Holocaust Survivor Shares Her Story

Maud+Dahme%2C+a+survivor+of+the+Holocaust%2C+shares+her+story+with+students+at+a+showcase+in+the+library+Nov.+11.+%28Photo+by+Stephanie+Dunlap%29

Maud Dahme, a survivor of the Holocaust, shares her story with students at a showcase in the library Nov. 11. (Photo by Stephanie Dunlap)

Stephanie Dunlap, Staff Reporter

An octogenarian survivor of the Holocaust came to Warren Hills Nov. 11 to share her touching story about being a child hidden from the Nazis during World War II.

Maud Dahme, who was invited to present a library showcase by Social Studies teacher Debra Rokosny on behalf of the Human Rights Club, talked about how the Nazis came to power in Germany in 1933, starting World War II in 1939.

The Nazi Germans blamed the Jews for the conflicts in Europe and decided to solve the problem by eliminating them. This decision led to the Holocaust, the murder of 11 million “undesired” individuals.

Dahme was born in the Netherlands and grew up in the increasing conflict in Europe. When the war started, everything seemed to be calm, but after a while, the Dutch Jews began to see the effects.

“The war had started and my hometown is a military town, so we were heavily bombed every night,” Dahme said.

When Dahme was 6 years old, the Nazis invaded the Netherlands. Dahme’s parents decided to send her and her sister to a couple at a safe house to protect them from the Nazis.

When Dahme and her sister arrived, their names were changed so that strangers wouldn’t recognize them as Jewish. They also couldn’t go to school, for fear of Dahme saying something that would give her away, or being recognized as Jews by fellow students.

She recalled when the couple started hiding another Jewish boy in their house, but he had to stay under a trap door in the barn so it wouldn’t seem suspicious that there were now three children at the farm. Dahme shared the story of when she was discovered by the Nazis while trying to go down under the trap door to give the boy food.

“Everything was fine until one day, nobody had been around, and I had gone downstairs. I took the pot and was going back up the little steps and I look, and outside there were six German soldiers just standing there. How obvious was this? A little girl coming out of a trap door.

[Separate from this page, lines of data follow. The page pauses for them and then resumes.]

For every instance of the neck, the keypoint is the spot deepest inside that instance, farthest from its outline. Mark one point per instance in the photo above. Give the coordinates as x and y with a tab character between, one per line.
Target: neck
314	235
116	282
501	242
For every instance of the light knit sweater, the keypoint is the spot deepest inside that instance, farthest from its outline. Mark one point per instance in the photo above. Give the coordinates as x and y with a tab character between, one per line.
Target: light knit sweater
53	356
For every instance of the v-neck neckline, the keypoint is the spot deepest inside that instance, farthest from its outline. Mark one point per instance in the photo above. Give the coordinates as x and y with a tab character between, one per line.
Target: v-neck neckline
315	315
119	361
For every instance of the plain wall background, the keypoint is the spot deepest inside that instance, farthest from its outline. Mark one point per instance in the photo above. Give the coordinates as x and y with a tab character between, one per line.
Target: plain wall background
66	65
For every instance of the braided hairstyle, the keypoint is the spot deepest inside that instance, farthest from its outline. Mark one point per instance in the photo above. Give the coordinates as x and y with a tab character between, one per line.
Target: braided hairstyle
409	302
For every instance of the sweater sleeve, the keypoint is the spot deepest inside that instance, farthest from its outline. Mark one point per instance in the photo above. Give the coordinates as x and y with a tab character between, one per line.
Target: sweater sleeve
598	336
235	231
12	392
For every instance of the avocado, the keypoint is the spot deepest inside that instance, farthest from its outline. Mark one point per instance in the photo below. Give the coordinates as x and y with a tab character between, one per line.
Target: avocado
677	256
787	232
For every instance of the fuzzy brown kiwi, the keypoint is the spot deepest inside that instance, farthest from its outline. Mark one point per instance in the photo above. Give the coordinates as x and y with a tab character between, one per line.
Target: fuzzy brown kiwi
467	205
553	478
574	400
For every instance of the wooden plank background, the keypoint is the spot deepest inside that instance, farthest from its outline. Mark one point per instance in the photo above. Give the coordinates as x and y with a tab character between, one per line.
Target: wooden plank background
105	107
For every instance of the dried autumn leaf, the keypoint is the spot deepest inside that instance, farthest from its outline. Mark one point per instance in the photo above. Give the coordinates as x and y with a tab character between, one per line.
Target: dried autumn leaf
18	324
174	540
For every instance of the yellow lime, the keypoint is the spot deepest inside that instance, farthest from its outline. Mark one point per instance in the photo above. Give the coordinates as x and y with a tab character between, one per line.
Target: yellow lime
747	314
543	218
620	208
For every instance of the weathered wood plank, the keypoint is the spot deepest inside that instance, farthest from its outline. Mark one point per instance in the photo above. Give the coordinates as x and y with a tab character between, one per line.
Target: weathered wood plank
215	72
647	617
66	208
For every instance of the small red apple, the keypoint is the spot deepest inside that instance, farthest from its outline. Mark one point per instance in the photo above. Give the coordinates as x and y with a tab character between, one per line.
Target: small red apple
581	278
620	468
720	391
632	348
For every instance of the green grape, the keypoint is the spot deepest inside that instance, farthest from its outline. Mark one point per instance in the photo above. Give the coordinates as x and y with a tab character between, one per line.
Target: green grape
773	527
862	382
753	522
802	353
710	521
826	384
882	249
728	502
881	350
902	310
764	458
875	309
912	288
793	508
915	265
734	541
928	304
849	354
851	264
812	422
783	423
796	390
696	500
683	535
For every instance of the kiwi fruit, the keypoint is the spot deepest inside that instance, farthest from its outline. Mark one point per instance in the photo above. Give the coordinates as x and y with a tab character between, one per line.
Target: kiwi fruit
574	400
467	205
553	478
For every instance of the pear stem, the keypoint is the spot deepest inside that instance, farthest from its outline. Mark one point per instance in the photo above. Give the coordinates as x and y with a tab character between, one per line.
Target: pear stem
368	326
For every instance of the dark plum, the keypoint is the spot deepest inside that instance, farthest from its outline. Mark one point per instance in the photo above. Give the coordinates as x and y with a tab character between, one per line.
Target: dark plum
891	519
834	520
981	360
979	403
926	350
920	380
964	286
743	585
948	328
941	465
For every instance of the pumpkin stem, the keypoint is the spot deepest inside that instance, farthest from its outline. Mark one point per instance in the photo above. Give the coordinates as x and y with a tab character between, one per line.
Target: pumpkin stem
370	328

“I went to bed every night thinking that if something happened, it was my fault, but nothing ever happened. Even among all of this, these German soldiers never told anyone about what they had seen. So even with all this evil, there was also some goodness there.”

After a few years at the farm, the residents of the town started hearing stories of liberation.

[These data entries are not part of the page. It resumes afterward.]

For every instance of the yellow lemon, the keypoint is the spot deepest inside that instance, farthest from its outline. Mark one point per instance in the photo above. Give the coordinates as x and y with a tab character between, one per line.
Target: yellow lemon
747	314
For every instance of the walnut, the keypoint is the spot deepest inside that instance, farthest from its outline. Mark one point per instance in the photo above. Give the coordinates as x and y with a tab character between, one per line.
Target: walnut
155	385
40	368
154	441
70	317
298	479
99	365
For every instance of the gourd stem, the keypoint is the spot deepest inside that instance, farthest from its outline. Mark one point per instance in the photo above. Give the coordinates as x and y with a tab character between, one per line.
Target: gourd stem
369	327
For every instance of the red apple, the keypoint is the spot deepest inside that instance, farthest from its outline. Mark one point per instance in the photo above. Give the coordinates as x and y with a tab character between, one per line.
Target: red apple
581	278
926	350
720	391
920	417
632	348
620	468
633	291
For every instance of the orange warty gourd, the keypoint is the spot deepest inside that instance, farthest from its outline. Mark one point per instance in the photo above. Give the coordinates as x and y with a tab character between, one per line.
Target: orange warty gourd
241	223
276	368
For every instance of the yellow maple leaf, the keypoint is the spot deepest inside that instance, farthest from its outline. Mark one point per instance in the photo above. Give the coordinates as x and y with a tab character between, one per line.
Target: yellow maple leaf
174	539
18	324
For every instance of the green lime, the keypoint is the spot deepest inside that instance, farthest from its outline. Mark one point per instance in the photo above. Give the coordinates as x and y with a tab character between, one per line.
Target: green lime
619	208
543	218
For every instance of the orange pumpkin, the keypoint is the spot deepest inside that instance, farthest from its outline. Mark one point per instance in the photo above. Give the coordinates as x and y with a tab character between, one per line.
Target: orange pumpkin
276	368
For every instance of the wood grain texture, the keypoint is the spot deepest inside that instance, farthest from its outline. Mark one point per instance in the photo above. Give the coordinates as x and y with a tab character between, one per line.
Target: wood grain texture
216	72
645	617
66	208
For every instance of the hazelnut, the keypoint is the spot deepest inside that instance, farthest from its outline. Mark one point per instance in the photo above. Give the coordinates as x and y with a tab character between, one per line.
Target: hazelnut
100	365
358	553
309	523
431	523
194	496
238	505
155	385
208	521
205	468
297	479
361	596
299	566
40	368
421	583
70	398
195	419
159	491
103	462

Dahme emotionally told the students of the day she saw American and Canadian soldiers coming down the street through her town.

“I could look out the window and [the neighbors] had told me where [the soldiers] would be coming in and I watched and watched and then, all of a sudden, I saw a truck of men in blue coveralls coming, and right behind them came the Canadians with their tanks. When I talk about it, I see it and it’s still so emotional, that day. People were just going crazy, climbing all over the tanks. Everybody was just so happy.

“So now we were free.”

Dahme was eventually reunited with her parents, and they moved to America shortly thereafter. She nows spends her time teaching audiences about her experiences during the Holocaust.

“It’s very important to me because genocides continue this very minute. I’m here because people cared and risked their lives to hide and save my sister and I, as they did for many, many other people.

“I think it’s so important because [genocides] are all over religious and ethnic differences. You don’t have to be the best friends, but respect each other, because inside we are all the same.”